Remember the claim that “if you like your plan, you can keep your plan” under ObamaCare?  That was never actually true, as many who had low-cost catastrophic coverage married with HSAs will have to abandon them for more-costly comprehensive plans under the ACA’s coverage mandates.  In California, it’s even less true as three insurers with millions of subscribers opt out of the state-run ObamaCare exchange:

Some prominent health insurers, including industry giant UnitedHealth Group Inc., are not participating in California’s new state-run health insurance market, possibly limiting the number of choices for millions of consumers.

UnitedHealth, the nation’s largest private insurer, Aetna Inc.and Cigna Corp. are sitting out the first year of Covered California, the state’s insurance exchange and a key testing ground nationally for a massive coverage expansion under the federal healthcare law. …

Covered California, the state agency implementing the federal Affordable Care Act, is announcing the winning bidders and proposed rates Thursday for its insurance exchange, where as many as 5 million residents are expected to shop for coverage next year.

Winning bidders?  Yes, these exchanges aren’t actual marketplaces, where providers compete on prices and services.  Insurers had to bid their plans into the exchanges rather than to consumers, and only those whose prices met Covered California’s arbitrary standards are allowed to offer their programs to people without employer-based coverage.

That was enough for the three insurers to take a pass on the exchange altogether:

UnitedHealth, Aetna and Cigna are small players now in California’s individual health insurance market.

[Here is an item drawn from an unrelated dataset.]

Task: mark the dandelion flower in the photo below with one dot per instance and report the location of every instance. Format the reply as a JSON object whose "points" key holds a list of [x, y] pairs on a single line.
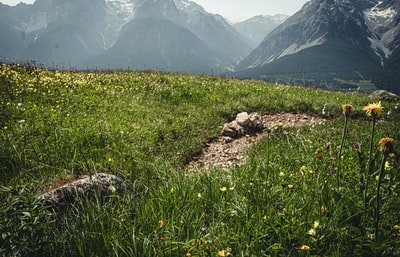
{"points": [[386, 145], [374, 109], [304, 248], [347, 109]]}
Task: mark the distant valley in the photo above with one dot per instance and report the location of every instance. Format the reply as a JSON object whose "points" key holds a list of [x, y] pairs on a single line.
{"points": [[339, 45]]}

More of their business is focused on large employers, where most Californians receive their health coverage. But the companies signaled a wait-and-see approach on these new government-run marketplaces.

Together, in 2011, those three big insurers had 7% of California’s individual health insurance market, according to Citigroup research. In contrast, Kaiser, Anthem Blue Cross and Blue Shield had nearly 87%, collectively. Anthem Blue Cross is a unit of WellPoint Inc., the nation’s second-largest health insurer.

This doesn’t impact their employer-based coverage — at least not yet.  The exchanges exist for those who have to buy their coverage individually rather than as part of a group.  However, as the incentives for employers to dump coverage increase as premiums skyrocket, more and more Californians will be forced into these exchanges and onto federal subsidies to pay for the cost themselves, which will make it more expensive for everyone but the employers, and provide less choice for the consumers.

Covered California denies that fewer choices in the exchange means, er, fewer choices:

Peter Lee, executive director of Covered California, declined to comment on specific companies ahead of Thursday’s announcement. But he rejected any criticism that diminished competition could lead to higher premiums and fewer choices.

“There will be plenty of price competition for California consumers,” Lee said in an interview Wednesday. “They will be benefiting from robust competition.”

Clearly, that’s not what’s happening here.  The three companies that control 87% of the individual market now will soon control nearly 100% of it.  Thanks to the terms of the exchanges, the kind of plans they can offer also have to be restricted to comply with ObamaCare mandates, and the price controls placed on the entry to the market will limit choices even more.  One of the biggest problems in the pre-ObamaCare environment was a lack of choices thanks to barriers to interstate sales of insurance plans, and at least in California, the “solution” has made that problem even worse.

Just wait until ObamaCare comes to your state.